O acordo estabelece direito de exclusividade para o uso do canal bancário sem prazo para término, mas pode ser revisto a qualquer momento. Além disso, apesar de a adquirente ter dito que funcionários do banco não seriam trazidos, tendo em vista os 1,2k já dedicados, algumas pessoas de seu alto escalão são herança do banco, a exemplo de André Parize, ex CFO do Santander, que assumiu o mesmo cargo na Getnet. No futuro, a adquirente deverá ser controlada pela PagoNxt, holding que consolidará a estratégia do Santander Espanha para o segmento de pagamentos do grupo.
Desafios no curto prazo
Na pandemia, a Getnet perdeu volumes referentes ao meio da pirâmide, constituídos em sua maioria por pequenos e médios varejistas, a exemplo de postos de gasolina e restaurantes, nichos aos quais a companhia tem exposição elevada. A perda de volumes no meio da pirâmide foi mitigada pelo ganho de participação no topo da pirâmide, com uma expansão da base de clientes em grandes varejistas. Dentre seus clientes, a Getnet já conta com empresas como Cobasi, PagueMenos, Shell, Starbucks, dentre outras.

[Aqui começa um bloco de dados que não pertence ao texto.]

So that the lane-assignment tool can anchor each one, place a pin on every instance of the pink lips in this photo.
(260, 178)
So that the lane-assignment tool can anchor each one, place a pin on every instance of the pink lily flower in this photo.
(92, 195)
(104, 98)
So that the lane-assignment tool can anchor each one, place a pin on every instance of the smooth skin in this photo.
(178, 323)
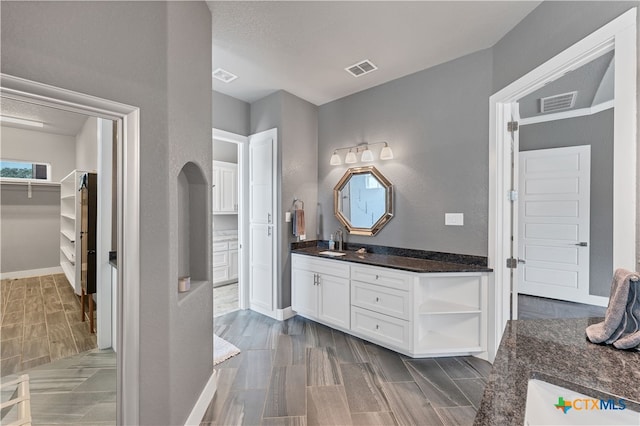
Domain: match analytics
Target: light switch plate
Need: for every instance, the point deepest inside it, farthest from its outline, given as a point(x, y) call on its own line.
point(454, 219)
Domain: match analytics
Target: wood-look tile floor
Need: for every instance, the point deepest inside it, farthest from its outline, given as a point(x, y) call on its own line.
point(41, 321)
point(298, 372)
point(78, 390)
point(225, 299)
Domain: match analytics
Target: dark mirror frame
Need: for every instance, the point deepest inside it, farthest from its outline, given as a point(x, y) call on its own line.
point(386, 217)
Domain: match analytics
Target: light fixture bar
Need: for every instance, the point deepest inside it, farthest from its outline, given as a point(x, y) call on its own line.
point(22, 121)
point(367, 154)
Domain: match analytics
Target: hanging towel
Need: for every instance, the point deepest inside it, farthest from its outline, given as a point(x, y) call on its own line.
point(621, 325)
point(298, 224)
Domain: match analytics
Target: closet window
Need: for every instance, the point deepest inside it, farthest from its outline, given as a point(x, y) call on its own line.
point(24, 170)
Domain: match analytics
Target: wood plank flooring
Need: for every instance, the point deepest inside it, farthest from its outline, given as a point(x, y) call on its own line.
point(41, 321)
point(298, 372)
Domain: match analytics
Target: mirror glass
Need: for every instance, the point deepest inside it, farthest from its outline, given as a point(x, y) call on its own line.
point(363, 200)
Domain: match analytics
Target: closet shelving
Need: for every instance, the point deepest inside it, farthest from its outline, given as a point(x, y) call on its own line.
point(70, 228)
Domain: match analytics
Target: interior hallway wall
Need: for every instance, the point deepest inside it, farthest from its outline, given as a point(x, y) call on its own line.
point(156, 56)
point(436, 122)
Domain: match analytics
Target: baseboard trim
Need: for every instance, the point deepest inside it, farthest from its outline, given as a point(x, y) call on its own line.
point(197, 413)
point(31, 273)
point(284, 314)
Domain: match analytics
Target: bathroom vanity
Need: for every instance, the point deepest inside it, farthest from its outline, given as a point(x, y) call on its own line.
point(421, 304)
point(552, 358)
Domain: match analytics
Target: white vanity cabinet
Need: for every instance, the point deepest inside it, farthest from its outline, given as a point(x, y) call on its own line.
point(417, 314)
point(320, 290)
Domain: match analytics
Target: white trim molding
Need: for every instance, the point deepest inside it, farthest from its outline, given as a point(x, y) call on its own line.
point(128, 249)
point(205, 398)
point(619, 34)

A mudança do mix de clientes traz dúvidas em relação à manutenção do take rate, correspondente ao percentual do TPV transformado em receitas e das margens. A participação dos clientes de pequeno e médio varejo na carteira da adquirente, que antes da pandemia chegava a 60%, alcançou 40% no pior momento da paralisação econômica, atingindo patamares de 45% atualmente. Geralmente, clientes do topo da pirâmide possuem um volume transacionado superior e um take rate mais baixo.
O impacto da mudança já pode ser sentido nos demonstrativos de resultado, com a piora das margens líquidas de 21,56% no 1S20 para 14,9% no 1S21. A Getnet sinalizou que o take rate deve se recuperar, ao menos em parte, em função da retomada dos pequenos e médios varejistas, mas não a patamares anteriores. A empresa estima que a carteira deverá ter uma concentração de 50% de pequenas e médias varejistas até o final de 2021.
Valuation Preliminar
A fim de termos uma aproximação de quanto poderia valer a Getnet com a listagem, fizemos um exercício comparando-a com a Stone e Cielo através do múltiplo preço/lucro (P/L). A Cielo possui uma concentração superior nos clientes do topo da pirâmide que, como comentamos, possuem um take rate inferior. Já a Stone possui uma base de clientes mais concentrada no meio da pirâmide, o que amplifica seu take rate. Por atuar tanto no topo quanto no meio da pirâmide, assumimos um P/L para Getnet como a média das comparáveis. Vale ressaltar que este calculo é somente um exercício e que o modelo de valuation será feito posteriormente.
Com um lucro de R$ 490 milhões em 2020 e uma capitalização de mercado de R$ 6,5 bilhões, o múltiplo P/L da Cielo é de 13,35x. Já a Stone teve um lucro no mesmo ano de R$ 837 milhões e possui um valor de mercado de R$ 63,9 bilhões tomando como base um câmbio de R$/US$ 5,38, atribuindo-lhe um P/L de 76,32x. Portanto, tendo em vista o lucro da Getnet de R$ 361 milhões e o P/L médio de comparáveis de 44,84x P/L chegamos a um valuation de R$ 16 bilhões para a companhia. Considerando o total de units do Santander de 3,75 bilhões e a proporção de 1:4 da cisão, o valor por unit de Getnet seria de R$ 17,30 para um market cap de R$16 bilhoes e P/L 2020 de 44,8x.